Solved – Data transformations to increase variance

data transformation

Here's a brief snippet of my data (the first two columns are measured spectral data attributes, and the latter columns are indexes calculated from the first two):

enter image description here

The issue I'm running into is that the variance of the two measured attributes are drastically different (first column StdDev is <.5% of mean, second column StdDev is about 9% of mean). Consequently, when I calculate any index attributes based on these values, the result is essentially completely determined by the second column–the first column is almost a constant.

There are common techniques for reducing high variance in data (log or sqrt transformations…) but I'm not sure what's a legitimate approach to increasing variance in an attribute? This must be a common issue though, right? I thought about standardizing the attributes, but that results in nonsense when I calculate indexes, because if the denominator is an "average" data point, the Z-score is near zero, resulting in huge values.

Other things I've considered, but am not sure about the mathematical legitimacy of:

  1. Using a negative log transformation, or a negative power transformation. This seems mathematically reasonable, but I haven't seen it done.

  2. Simply subtracting a constant from the column with low variance. For example, the attribute I'm concerned about basically has only values between 246 and 248.I could just subtract 240 from all the values, and that would dramatically increase the variance. But it also would be problematic from a mathematical perspective, right? This data indicates the strength of an electrical signal from a sensor instrument. It is quantitatively connected to a real phenomena in the real world (spectral properties of tree needles) so the values are meaningful, in the sense that a 1% increase in the value = a 1% increase in signal from the sensor. So, if I remove a constant to increase the variance, I think I'd be loosing important quantitative information?

That's all I've come up with so far. Anybody have mathematical support (or criticism) for either of these suggestions? Or another approach for dealing with this issue?

Best Answer

First, since these are physical values with real meaning then you may want the behavior you are trying to eliminate. If all the items are essentially the same on NIR then why should it play much of a role in creating an index?

I think this is why our approach of standardizing the scores yields nonsense.

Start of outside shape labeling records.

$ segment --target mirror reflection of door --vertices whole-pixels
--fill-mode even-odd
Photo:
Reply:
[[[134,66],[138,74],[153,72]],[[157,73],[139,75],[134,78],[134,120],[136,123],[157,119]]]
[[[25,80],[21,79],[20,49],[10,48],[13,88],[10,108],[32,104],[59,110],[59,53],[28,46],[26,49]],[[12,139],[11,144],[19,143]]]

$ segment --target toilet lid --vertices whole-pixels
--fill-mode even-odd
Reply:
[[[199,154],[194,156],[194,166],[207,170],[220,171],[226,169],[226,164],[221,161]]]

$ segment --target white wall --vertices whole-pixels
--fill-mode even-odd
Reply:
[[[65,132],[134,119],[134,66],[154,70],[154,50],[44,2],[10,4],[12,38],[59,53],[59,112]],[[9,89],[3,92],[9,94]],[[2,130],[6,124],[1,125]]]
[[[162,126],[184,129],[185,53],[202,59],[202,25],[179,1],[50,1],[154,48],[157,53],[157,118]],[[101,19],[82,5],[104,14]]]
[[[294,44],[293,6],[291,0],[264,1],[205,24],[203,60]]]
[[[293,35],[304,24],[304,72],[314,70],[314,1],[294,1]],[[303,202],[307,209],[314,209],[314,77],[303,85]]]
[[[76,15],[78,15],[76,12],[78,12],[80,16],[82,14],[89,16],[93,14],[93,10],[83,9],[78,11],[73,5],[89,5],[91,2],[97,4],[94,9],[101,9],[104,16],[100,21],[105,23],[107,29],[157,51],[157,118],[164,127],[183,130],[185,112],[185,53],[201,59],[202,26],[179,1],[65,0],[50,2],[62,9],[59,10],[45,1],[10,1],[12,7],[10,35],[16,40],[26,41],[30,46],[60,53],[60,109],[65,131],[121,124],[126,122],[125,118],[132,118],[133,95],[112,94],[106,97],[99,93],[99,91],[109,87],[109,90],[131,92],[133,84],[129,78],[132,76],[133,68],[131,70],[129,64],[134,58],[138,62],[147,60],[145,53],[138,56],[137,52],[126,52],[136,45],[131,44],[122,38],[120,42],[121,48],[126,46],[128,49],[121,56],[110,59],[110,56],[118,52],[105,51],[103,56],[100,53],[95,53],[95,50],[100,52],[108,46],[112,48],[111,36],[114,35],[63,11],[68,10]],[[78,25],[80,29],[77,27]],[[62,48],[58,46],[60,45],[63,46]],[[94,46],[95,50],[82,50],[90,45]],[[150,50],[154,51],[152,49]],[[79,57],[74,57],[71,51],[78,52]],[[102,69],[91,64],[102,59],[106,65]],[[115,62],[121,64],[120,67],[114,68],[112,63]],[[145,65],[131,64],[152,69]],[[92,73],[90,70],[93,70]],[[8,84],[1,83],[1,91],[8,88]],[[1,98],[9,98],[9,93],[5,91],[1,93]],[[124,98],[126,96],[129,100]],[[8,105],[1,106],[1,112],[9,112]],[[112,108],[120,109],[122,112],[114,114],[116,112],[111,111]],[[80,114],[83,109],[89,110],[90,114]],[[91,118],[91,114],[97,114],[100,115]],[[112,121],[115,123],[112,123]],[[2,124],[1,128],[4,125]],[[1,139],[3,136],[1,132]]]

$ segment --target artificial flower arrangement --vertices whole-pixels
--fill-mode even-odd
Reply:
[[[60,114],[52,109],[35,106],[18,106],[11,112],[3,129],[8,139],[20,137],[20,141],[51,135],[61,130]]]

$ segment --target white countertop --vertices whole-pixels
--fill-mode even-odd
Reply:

Second, if you decide that you do want them both to contribute equally, you'd have to say exactly what you mean by "contribute equally". Do you mean they should have equal variance? If you square the values in the first column, the sd will increase, but not by much as a proportion of the mean:

set.seed(12345)

x <- rnorm(1000, 200, 1)
sd(x)/mean(x)  #0.004
x2 <- x*x
sd(x2)/mean(x2)  #0.009

so you'd have to make some absurd transformation to get the proportion the same as the other variable.